A utility to discourage verbosity when the answer is correct and to discourage laziness (encourage effort) when the answer is incorrect. Instead of a linear penalty, it uses a cosine curve to create a "sweet spot" for response length.

  • Purpose: Prevent overly long correct answers and encourage longer attempts for incorrect answers.
  • Math (short): For a normalized x in [0,1], the functions used are:
    • Correct answers (decay after target): R = (cos(pi * x) + 1) / 2 (maps 1 -> 0 over range)
    • Incorrect answers (encourage effort): R = (1 - cos(pi * x)) / 2 (maps 0 -> 1 over range)
  • Implementation: See infinite_rl/reward_functions/length.py — function cosine_length_reward(length, min_len=1, max_len=1000, target_len=None, correct=True).

Usage example:

from infinite_rl.reward_functions.length import cosine_length_reward

length = 350
len_reward = cosine_length_reward(
    length=length,
    min_len=1,
    max_len=1000,
    target_len=200,  # for correct answers, lengths <= 200 get full credit
    correct=True,
)
# Combine with a base correctness score (example):
final_score = base_correctness_score * len_reward

Notes:

  • For correct=True, lengths <= target_len receive full reward (1.0); beyond that the reward decays smoothly to 0 at max_len.
  • For correct=False, the reward increases smoothly with length to encourage longer reasoning attempts.
  • The function clamps length to [min_len, max_len] and validates bounds.

N-gram Repetition Penalty (anti-repetition) ⚠️

We penalize repeated n-grams to discourage degenerate or looping responses.
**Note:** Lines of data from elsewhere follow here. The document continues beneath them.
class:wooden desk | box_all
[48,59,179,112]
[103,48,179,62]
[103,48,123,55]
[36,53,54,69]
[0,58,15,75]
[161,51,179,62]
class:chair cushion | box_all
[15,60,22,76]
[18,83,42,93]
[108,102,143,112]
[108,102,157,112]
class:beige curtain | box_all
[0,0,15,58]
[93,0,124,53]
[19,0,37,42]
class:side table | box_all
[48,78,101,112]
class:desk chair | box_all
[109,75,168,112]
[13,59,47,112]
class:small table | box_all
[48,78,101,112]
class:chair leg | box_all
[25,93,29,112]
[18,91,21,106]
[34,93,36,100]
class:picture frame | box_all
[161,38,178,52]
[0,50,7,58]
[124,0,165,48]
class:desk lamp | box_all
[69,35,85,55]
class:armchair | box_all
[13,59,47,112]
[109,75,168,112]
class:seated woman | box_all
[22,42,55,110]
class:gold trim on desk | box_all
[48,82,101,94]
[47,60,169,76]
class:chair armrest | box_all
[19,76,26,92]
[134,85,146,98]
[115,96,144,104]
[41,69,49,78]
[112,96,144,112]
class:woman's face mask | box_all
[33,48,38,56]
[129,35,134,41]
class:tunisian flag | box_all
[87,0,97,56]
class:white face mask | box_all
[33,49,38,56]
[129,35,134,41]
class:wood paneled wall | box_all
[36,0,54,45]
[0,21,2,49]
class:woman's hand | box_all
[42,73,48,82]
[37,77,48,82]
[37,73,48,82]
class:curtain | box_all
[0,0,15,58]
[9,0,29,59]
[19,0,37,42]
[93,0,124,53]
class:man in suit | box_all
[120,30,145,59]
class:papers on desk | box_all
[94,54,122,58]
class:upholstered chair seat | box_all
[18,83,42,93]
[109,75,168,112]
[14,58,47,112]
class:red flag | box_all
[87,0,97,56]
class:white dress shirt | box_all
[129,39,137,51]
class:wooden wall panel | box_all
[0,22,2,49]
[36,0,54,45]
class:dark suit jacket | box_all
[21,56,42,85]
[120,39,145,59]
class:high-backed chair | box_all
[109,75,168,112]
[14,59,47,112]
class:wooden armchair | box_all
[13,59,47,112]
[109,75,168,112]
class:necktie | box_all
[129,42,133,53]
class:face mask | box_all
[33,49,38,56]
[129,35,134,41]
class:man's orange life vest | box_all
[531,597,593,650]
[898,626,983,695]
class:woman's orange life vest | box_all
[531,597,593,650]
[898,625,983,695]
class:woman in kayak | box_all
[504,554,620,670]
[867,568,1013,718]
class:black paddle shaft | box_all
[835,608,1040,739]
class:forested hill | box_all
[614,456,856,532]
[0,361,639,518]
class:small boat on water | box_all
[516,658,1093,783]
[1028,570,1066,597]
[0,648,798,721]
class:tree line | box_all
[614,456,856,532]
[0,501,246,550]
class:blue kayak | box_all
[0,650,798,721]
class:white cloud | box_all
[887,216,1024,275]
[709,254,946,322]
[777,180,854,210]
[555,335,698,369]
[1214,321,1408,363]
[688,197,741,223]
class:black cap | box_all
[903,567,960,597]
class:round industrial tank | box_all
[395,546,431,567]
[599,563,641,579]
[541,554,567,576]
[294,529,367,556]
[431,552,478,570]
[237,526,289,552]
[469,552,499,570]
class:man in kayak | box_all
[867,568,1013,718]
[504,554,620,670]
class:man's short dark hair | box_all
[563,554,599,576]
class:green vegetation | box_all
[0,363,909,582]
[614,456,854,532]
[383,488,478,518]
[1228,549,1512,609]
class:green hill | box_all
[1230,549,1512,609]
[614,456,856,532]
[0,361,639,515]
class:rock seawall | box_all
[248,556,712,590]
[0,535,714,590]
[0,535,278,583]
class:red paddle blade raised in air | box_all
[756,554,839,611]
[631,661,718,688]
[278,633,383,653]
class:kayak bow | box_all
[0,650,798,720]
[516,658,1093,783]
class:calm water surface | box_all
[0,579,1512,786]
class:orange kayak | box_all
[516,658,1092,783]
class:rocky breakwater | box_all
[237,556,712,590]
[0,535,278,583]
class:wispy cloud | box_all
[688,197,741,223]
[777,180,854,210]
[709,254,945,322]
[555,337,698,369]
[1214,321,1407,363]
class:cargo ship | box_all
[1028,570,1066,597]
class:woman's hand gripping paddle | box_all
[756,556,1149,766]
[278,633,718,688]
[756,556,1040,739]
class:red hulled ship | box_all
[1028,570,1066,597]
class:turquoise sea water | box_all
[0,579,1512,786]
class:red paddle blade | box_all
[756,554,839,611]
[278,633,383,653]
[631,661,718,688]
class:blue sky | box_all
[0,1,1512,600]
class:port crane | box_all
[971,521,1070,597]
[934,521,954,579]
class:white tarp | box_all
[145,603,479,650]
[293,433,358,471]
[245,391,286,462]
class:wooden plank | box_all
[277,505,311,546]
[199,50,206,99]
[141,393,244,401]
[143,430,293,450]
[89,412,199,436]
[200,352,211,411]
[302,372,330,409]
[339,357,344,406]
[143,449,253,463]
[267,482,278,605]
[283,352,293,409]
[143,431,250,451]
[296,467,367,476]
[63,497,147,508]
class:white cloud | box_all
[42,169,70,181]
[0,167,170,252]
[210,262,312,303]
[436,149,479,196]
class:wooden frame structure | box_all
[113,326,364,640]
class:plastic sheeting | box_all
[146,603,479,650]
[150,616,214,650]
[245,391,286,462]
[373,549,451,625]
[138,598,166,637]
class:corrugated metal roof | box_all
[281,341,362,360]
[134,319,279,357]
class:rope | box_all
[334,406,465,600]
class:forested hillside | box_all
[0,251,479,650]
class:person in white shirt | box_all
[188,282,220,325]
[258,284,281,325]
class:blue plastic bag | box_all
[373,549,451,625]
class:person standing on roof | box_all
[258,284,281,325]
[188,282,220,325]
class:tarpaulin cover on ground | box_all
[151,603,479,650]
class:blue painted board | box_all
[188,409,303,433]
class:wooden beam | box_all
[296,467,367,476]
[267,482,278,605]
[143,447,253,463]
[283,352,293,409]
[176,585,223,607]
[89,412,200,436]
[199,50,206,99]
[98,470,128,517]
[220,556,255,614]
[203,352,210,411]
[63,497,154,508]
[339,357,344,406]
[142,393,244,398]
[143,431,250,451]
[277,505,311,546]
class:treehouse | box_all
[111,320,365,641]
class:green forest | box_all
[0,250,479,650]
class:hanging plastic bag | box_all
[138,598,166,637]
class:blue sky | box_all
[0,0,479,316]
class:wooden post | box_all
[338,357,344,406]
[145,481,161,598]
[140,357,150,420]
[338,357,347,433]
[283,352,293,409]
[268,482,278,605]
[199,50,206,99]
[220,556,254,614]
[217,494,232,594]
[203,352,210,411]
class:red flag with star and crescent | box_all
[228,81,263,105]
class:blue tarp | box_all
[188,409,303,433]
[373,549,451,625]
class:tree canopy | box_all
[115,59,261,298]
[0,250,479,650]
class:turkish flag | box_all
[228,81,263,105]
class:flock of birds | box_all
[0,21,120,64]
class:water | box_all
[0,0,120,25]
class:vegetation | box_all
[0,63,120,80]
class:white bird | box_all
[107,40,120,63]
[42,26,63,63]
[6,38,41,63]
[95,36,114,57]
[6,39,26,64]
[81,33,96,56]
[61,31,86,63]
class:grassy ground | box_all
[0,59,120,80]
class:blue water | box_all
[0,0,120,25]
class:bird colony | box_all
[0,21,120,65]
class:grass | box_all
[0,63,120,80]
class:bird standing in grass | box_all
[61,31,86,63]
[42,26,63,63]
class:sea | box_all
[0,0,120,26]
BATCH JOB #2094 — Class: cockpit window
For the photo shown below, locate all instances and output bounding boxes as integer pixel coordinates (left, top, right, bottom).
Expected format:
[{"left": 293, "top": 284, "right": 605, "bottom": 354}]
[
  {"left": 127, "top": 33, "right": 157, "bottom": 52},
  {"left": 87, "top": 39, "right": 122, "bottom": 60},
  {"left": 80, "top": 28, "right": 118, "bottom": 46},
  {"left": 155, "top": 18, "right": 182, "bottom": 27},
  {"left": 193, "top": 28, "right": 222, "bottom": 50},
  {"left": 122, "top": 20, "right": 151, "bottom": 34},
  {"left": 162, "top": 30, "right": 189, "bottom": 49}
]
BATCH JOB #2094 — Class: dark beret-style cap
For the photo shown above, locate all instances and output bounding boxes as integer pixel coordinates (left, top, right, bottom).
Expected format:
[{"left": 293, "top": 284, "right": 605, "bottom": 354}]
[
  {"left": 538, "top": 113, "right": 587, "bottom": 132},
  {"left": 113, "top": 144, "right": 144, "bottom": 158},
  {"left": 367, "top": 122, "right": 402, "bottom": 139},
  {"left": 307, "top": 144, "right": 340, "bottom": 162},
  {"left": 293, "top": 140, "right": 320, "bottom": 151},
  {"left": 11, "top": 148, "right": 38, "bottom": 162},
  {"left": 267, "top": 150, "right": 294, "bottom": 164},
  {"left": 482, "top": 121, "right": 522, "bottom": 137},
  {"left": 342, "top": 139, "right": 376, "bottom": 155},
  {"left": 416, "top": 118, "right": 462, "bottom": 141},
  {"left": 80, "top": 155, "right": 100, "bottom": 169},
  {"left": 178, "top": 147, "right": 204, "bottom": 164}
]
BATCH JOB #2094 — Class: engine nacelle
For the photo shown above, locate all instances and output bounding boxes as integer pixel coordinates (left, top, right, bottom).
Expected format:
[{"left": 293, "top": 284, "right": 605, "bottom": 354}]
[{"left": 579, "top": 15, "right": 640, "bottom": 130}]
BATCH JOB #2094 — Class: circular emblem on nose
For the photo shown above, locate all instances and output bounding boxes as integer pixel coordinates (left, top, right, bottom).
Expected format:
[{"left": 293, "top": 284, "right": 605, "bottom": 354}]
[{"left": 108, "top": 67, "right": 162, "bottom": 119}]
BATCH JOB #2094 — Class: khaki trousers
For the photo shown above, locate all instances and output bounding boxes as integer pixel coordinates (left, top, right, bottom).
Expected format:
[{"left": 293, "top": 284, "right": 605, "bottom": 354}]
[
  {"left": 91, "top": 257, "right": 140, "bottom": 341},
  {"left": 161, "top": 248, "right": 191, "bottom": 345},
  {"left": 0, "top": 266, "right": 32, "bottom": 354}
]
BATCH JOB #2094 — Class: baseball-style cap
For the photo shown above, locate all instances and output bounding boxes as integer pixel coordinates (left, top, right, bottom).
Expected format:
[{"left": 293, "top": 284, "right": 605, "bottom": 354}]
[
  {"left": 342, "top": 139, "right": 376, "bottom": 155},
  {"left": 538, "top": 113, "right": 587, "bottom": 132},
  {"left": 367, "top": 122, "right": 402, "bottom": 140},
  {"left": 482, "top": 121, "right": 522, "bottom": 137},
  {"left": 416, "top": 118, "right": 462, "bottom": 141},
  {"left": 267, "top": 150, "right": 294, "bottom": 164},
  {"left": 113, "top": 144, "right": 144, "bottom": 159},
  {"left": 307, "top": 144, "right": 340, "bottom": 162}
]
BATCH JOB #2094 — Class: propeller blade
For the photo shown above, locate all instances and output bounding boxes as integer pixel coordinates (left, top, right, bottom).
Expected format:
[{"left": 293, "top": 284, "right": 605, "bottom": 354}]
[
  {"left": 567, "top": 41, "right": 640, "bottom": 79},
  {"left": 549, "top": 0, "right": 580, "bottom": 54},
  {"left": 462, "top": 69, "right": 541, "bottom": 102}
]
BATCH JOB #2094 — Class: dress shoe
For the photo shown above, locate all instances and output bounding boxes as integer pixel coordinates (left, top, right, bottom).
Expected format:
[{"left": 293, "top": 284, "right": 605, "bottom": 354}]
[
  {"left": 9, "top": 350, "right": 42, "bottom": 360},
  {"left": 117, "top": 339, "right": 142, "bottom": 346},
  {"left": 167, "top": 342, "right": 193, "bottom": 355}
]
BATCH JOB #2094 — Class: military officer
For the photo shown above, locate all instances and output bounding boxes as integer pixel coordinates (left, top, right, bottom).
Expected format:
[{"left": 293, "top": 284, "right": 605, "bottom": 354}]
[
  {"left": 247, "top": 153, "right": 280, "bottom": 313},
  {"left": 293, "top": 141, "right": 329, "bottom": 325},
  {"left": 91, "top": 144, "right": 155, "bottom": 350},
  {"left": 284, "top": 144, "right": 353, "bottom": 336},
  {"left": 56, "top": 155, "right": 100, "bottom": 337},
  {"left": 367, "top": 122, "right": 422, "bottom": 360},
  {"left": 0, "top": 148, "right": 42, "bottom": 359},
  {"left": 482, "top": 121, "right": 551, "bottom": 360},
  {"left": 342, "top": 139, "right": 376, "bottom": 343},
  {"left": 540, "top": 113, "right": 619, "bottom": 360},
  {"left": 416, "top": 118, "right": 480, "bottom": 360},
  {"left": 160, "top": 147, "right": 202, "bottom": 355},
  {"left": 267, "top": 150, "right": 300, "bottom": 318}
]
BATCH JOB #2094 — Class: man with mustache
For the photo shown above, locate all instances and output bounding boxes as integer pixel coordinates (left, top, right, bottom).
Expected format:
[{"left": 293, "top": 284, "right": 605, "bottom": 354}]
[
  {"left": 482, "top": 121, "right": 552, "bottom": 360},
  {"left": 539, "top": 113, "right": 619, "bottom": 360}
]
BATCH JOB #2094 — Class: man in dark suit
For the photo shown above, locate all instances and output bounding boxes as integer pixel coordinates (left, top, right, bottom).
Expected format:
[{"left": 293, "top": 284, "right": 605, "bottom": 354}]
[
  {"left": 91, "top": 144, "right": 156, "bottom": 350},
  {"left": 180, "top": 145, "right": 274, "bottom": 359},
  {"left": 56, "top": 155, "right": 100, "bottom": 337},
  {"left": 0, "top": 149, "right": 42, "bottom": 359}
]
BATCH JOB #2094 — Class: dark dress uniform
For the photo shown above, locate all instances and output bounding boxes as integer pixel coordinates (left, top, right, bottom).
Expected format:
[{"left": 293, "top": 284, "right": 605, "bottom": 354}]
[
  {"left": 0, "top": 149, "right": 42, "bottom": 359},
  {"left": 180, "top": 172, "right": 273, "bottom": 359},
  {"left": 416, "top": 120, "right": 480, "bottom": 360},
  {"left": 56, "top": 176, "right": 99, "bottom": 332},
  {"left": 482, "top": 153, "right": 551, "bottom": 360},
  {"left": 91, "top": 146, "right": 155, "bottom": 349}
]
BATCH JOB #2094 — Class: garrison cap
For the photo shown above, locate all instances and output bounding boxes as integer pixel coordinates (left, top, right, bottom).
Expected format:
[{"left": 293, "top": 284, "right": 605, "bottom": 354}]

The penalty is a normalized negative value computed as:

from infinite_rl.reward_functions.repetition import ngram_repetition_reward
penalty = ngram_repetition_reward(text, n=3, weight=-0.1)

Behavior:

  • Uses simple tokenization (lowercasing and punctuation removal) and counts duplicated n-grams.
  • Returns a negative penalty (<= 0) proportional to the fraction of duplicated n-grams in the response; 0 if no duplicates.
  • weight controls the maximum magnitude (default -0.1).

Notes:

  • Combine this penalty with the base correctness score (e.g., final_score = max(0.0, base_correctness + penalty)).